Bodies warn against US-style internal control

Bodies warn against US-style internal control

Profession and industry responds to Turnbull guidance, with principles-based approach heralded as the way forward.

The first consultation phase of the review into Turnbull’s guidance on internal control has just concluded. Here are some of the views over what direction any revised recommendations should follow.

ACCA
‘Turnbull’s principles-based approach has been more successful than the prescriptive line we have seen from the US via Sarbanes-Oxley,’ said ACCA chief executive Allen Blewitt.

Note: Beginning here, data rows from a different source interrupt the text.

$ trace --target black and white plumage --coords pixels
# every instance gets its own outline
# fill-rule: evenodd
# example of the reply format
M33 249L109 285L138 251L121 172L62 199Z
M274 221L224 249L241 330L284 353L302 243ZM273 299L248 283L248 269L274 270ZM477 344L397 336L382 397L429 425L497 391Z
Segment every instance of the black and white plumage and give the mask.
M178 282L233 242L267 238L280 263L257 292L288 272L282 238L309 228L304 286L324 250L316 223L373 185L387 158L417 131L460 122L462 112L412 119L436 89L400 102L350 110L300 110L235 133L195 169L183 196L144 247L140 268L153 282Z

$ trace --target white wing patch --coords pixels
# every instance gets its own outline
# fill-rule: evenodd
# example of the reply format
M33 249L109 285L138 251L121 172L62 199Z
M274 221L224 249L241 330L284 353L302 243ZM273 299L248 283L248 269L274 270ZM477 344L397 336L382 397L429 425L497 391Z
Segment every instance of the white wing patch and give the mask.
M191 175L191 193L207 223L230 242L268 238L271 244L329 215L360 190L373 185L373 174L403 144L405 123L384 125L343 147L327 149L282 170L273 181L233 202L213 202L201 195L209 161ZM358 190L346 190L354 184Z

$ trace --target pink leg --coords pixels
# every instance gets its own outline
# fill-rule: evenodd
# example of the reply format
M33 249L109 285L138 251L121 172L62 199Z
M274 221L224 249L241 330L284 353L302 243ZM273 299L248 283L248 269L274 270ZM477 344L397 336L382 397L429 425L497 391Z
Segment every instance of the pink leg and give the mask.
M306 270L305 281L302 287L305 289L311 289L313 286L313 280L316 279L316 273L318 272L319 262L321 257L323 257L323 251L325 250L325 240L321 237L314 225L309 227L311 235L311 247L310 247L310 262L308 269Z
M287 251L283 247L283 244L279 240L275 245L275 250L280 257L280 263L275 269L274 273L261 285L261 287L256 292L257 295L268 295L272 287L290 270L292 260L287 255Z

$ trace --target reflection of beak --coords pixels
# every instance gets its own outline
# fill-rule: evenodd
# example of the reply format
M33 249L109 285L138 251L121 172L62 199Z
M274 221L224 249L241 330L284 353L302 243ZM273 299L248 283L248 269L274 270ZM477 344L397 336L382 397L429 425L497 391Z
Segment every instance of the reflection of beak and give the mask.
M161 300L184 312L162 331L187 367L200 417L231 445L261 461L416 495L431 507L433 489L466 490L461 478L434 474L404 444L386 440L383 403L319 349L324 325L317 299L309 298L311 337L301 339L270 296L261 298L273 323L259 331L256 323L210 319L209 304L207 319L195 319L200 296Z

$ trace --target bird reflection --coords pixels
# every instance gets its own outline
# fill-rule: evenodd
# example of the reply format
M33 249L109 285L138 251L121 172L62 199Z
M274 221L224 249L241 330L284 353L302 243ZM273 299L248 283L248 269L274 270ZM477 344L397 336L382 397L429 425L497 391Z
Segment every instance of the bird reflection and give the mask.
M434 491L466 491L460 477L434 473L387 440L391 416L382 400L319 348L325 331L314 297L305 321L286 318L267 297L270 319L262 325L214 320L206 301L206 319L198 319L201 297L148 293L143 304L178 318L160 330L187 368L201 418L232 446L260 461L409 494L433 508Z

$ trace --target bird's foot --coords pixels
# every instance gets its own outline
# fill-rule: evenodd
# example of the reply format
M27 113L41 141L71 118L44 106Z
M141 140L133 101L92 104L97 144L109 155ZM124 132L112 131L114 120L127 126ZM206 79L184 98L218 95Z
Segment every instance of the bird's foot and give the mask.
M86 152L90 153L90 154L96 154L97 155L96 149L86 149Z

‘We believe that the FRC review must retain a broad spectrum of internal controls, as opposed to Sarbox’s sole focus on matters which affect external financial reporting. But boards must not become too risk-averse ? risk management should be about seizing opportunities presented by the unexpected, as well as managing the downside.’

Blewitt added that market pressure will deliver more meaningful disclosures on internal controls than the suggested assertions of effectiveness, with the soon-to-be-introduced operating and financial review suggested as the ideal place for such disclosure.

CIMA
Charles Tilley, chief executive at CIMA, said that ‘the current approach of a high-level principles and risk-based approach is the correct one’ and that the report ‘should cover all controls, not just the financial ones’, but that there were several ‘practical issues’ surrounding public reporting of the controls.

ICAEW
Sir Hugh Collum, chairman of the Institute’s corporate governance committee, argued that should the board’s private assessment be made public; ‘there would inevitably be calls for this to be audited, leading to substantial additional costs’. It could also undermine the trust that underpins the capital market system, he said.

Sir Hugh thought that the current Turnbull guidance’s principles-based approach had been largely successful, leading to more meaningful and thorough consideration of risk at the board level.

He said the ICAEW would also resist any move to limit the scope of focus to just financial controls as this ‘would not take into account the full diversity of risks companies face’.

ABI
A submission from the Association of British Insurers said that ‘we would not support the indiscriminate import of overseas requirements’. It raised particular objection to any move towards a Sarbanes-Oxley style framework. It was, however, more receptive to the idea of public statements on effectiveness of controls.

While it understood reservations on the subject, it believed that ‘the opportunity for engagement with shareholders – which should follow from discursive discussion of risks and how they are managed – should itself contribute to good management of risk and improved confidence’.